[Beowulf] single machine with 500 GB of RAM
Andrew Holway
andrew.holway at gmail.com
Wed Jan 9 09:00:57 PST 2013
As its a single thread I doubt that faster memory is going to help you much. It's going to suck whatever you do.
Am 9 Jan 2013 um 17:29 schrieb Jörg Saßmannshausen <j.sassmannshausen at ucl.ac.uk>:
> Dear all,
>
> many thanks for the quick reply and all the suggestions.
>
> The code we want to use is that one here:
>
> http://www.cpfs.mpg.de/~kohout/dgrid.html
>
> Feel free to download and dig into the code. I am no expert in Fortran so I
> won't be able to help you much if you got specific questions to the code :-(
> However, my understanding is that it will only run on one core/thread.
>
> As for the budget: That is where it is getting a bit tricky. The ceiling is
> 10k GBP. I know that machines with less memory, say 256 GB, are cheaper, so
> one solution would be to get two of the beast so we can do two calculations at
> the same time. If there are enough slots free, we could upgrade to 500 GB once
> we got another pot of money.
>
> I guess I would go for DDR3, simply as it is faster. Waiting 2 weeks for a
> calculation is no fun, so if we can save a bit of time here (faster RAM) we
> gain actually quite a bit here.
>
> I am not convinced with the AMD Bulldozer to be honest. From what I understand
> the Sandybridge has the faster memory access (higher bandwidth). Is that
> correct or do I miss out something here.
>
> I gather that the idea of just using one CPU is not a good one. So we need to
> have a dual CPU machine, which is fine with me.
>
> I am wondering about the vSMP / ScaleMP suggestion from Joe. If I am using an
> InfiniBand network here, would I be able to spread the 'bottlenecks' a bit
> better? What I am after is, when I tested out the InfiniBand on the new cluster
> we got, I noticed that if you are running a job in parallel between nodes, the
> same amount of cores are marginally faster. At the time I put that down due to
> a slightly faster memory access as there was no bottleneck to the RAM.

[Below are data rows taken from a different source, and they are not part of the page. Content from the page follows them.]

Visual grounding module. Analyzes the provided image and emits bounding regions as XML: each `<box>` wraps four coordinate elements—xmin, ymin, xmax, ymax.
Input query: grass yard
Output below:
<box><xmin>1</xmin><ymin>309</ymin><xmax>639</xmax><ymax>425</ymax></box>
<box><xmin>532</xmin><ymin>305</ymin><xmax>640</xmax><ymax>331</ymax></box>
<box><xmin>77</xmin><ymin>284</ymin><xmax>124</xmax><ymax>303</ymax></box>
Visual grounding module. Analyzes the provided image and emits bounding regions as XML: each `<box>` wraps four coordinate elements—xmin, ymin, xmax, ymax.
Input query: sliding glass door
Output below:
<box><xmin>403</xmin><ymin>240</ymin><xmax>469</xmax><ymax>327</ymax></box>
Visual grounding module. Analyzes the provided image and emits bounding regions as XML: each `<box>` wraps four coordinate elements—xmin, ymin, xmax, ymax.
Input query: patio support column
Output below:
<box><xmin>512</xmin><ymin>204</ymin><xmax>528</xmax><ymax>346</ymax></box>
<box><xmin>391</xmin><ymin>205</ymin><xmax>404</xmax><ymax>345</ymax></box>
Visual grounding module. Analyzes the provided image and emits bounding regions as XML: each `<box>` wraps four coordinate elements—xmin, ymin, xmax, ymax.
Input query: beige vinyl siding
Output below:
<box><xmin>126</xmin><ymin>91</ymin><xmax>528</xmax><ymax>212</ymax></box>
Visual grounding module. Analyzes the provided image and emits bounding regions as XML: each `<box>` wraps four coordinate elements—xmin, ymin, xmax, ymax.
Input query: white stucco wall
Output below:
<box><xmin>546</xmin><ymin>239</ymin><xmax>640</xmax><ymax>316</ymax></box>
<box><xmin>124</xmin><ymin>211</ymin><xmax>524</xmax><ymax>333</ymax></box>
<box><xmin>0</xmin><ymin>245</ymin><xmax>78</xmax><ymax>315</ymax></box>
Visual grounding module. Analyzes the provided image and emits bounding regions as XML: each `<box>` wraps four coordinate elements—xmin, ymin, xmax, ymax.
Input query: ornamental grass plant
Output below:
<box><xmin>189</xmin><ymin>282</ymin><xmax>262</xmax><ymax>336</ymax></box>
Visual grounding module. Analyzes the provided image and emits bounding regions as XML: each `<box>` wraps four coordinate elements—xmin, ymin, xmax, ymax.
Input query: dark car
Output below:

> I am not familiar with vSMP (i.e. I never used it), but is it possible to
> aggregate RAM from a number of nodes (say 40) and use it as a large virtual
> SMP? So one node would be slaving away with the calculations and the other
> nodes are only doing memory IO. Is that possible with vSMP?
> In a related context, how about NUMAScale?
>
> The idea of the aggregates SDD is nice as well. I know some storage vendors
> are using a mixture of RAM and SDD for their meta-data (fast access) and that
> seems to work quite well. So that would be a large swap file / partition or is
> there another way to use disc-space as RAM? I need to read the paper of
> NVMalloc I suppose. Is that actually used or is that just a good idea and we
> got a working example here?
>
> I don't think there is much disc IO here. There is most certainly no network
> bound traffic as it is a single thread. A fast CPU would be of advantage as
> well, however, I gut the feeling the trade-off would be the memory access speed
> (bandwidth).
>
> I have tried to answer the questions raised. Let me know whether there are
> still some unclear points.
>
> Thanks for all your help and suggestions so far. I will need to digest that.
>
> All the best from a sunny London
>
> Jörg
>
> --
> *************************************************************
> Jörg Saßmannshausen
> University College London
> Department of Chemistry
> Gordon Street
> London
> WC1H 0AJ
>
> email: j.sassmannshausen at ucl.ac.uk
> web: http://sassy.formativ.net
>
> Please avoid sending me Word or PowerPoint attachments.